FN15 [1980] E.C.R. 2787, [1981] 2 C.M.L.R. 193.
[18] Therefore if, as in the present case, the rights of non-member countries are
not in issue, a member-State cannot rely on the provisions of a prior treaty in
order to justify restrictions on the marketing of products from another memberState when such marketing is lawful by virtue of the free movement of goods
provided for by the Treaty.
[19] Therefore the reply to the question submitted should be that Article 30 et
seq. of the Treaty must be interpreted as meaning that they preclude a memberState from applying national legislation making the right to use the trade name of
a cheese subject to the observance of a minimum fat content to products of the
same type *528 imported from another member-State when those products have
been lawfully manufactured and marketed under that name in that member-State
and consumers are provided with proper information.
Costs
[20] The costs incurred by the Dutch Government and the Commission of the
European Communities, which have submitted observations to the Court, are not
recoverable.

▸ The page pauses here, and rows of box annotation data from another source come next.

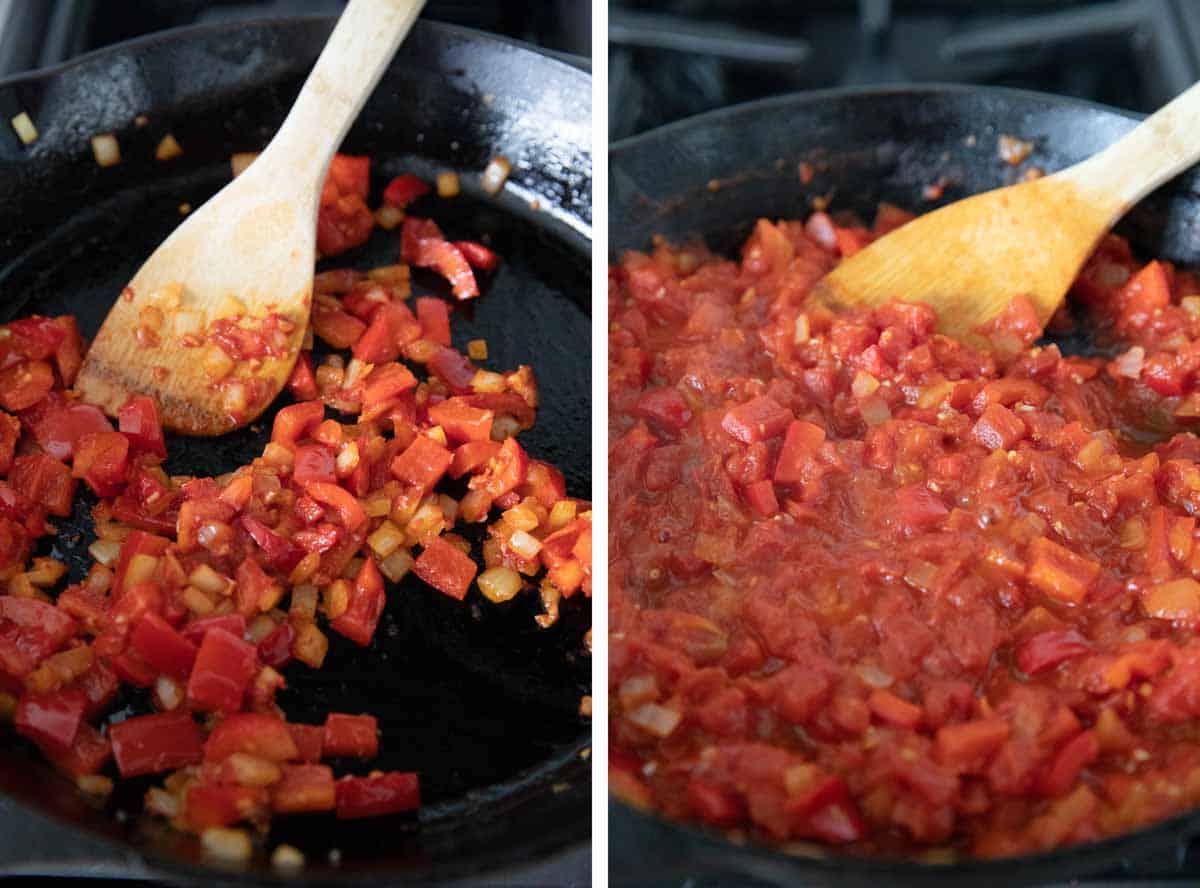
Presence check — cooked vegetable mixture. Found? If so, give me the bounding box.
[610,206,1200,859]
[0,156,592,853]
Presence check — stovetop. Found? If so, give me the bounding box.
[608,0,1200,888]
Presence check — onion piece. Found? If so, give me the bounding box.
[479,155,512,197]
[91,133,121,167]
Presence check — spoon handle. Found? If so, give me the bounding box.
[256,0,425,193]
[1062,83,1200,218]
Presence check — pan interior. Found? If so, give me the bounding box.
[0,22,590,875]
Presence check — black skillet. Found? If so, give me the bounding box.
[0,13,592,883]
[608,86,1200,886]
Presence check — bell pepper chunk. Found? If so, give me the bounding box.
[337,770,421,820]
[108,709,204,778]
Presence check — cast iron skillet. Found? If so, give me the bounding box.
[0,13,592,883]
[608,86,1200,886]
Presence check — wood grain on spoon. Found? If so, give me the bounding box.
[76,0,424,436]
[814,84,1200,336]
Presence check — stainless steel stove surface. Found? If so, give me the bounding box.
[608,0,1200,888]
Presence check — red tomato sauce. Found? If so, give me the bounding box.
[610,208,1200,857]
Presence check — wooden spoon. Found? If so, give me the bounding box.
[76,0,424,436]
[814,84,1200,336]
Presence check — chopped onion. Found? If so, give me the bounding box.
[475,568,522,604]
[154,133,184,161]
[229,151,259,179]
[437,173,462,197]
[200,827,252,863]
[379,548,413,583]
[91,133,121,167]
[625,703,683,738]
[88,540,121,568]
[479,155,512,197]
[12,112,37,145]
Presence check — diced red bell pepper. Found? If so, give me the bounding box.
[288,722,325,762]
[204,713,300,762]
[329,554,385,647]
[271,401,325,448]
[304,481,367,533]
[8,454,78,518]
[775,420,824,484]
[454,240,500,272]
[383,173,431,210]
[271,764,337,814]
[430,397,496,446]
[108,709,204,778]
[450,440,500,478]
[187,629,259,713]
[634,388,691,437]
[54,314,84,388]
[312,299,367,348]
[292,444,337,484]
[42,721,113,776]
[258,623,296,668]
[721,395,792,444]
[13,688,88,752]
[130,613,197,678]
[184,613,246,644]
[288,352,320,401]
[425,348,479,395]
[391,434,454,491]
[322,713,379,758]
[238,515,304,574]
[184,781,268,833]
[32,404,113,461]
[413,536,479,601]
[116,395,167,460]
[352,301,421,364]
[71,432,130,497]
[0,361,54,413]
[416,296,452,347]
[1016,629,1092,676]
[337,770,421,820]
[468,438,529,499]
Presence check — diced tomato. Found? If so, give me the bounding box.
[42,721,113,776]
[322,713,379,758]
[108,709,204,778]
[271,764,337,814]
[1016,629,1092,676]
[71,432,130,497]
[271,401,325,448]
[0,361,54,413]
[337,770,421,820]
[430,397,494,444]
[258,623,296,668]
[116,395,167,460]
[288,722,325,762]
[416,296,452,347]
[130,613,197,678]
[13,688,88,752]
[187,629,258,713]
[32,404,113,461]
[312,299,367,348]
[454,240,500,272]
[425,348,479,395]
[304,481,367,533]
[204,713,300,762]
[413,537,472,601]
[383,173,430,210]
[326,554,385,643]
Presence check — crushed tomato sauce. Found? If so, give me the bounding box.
[0,156,592,847]
[610,208,1200,857]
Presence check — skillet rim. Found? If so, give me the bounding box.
[608,82,1200,883]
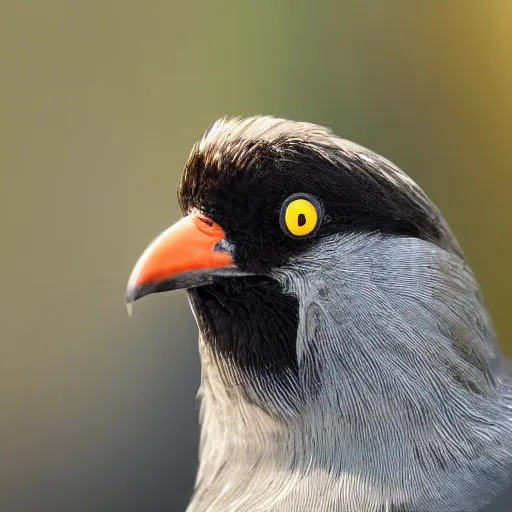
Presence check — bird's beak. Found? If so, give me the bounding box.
[126,214,244,304]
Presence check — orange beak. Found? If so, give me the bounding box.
[126,215,242,303]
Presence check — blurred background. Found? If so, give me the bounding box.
[0,0,512,512]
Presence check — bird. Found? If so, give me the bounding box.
[126,115,512,512]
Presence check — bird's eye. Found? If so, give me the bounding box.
[280,194,323,238]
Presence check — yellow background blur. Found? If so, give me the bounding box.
[0,0,512,512]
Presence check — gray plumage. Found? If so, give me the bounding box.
[127,117,512,512]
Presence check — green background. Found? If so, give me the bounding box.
[0,0,512,512]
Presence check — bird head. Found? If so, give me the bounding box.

Since these proceedings are, in so far as the parties to the main
proceedings are concerned, in the nature of a step in the proceedings pending
before the national court, the decision as to costs is a matter for that court.
Order
On those grounds, THE COURT, in reply to the question submitted to it by the
Cour d'Appel, Colmar, by order of 30 October 1986,
HEREBY RULES:
Articles 30 et seq. of the EEC Treaty must be interpreted as meaning that they
preclude a member-State from applying national legislation making the right to
use the trade name of a cheese subject to the observance of a minimum fat
content to products of the same type imported from another member-State when
those products have been lawfully manufactured and marketed under that name
in that member-State and consumers are provided with proper information.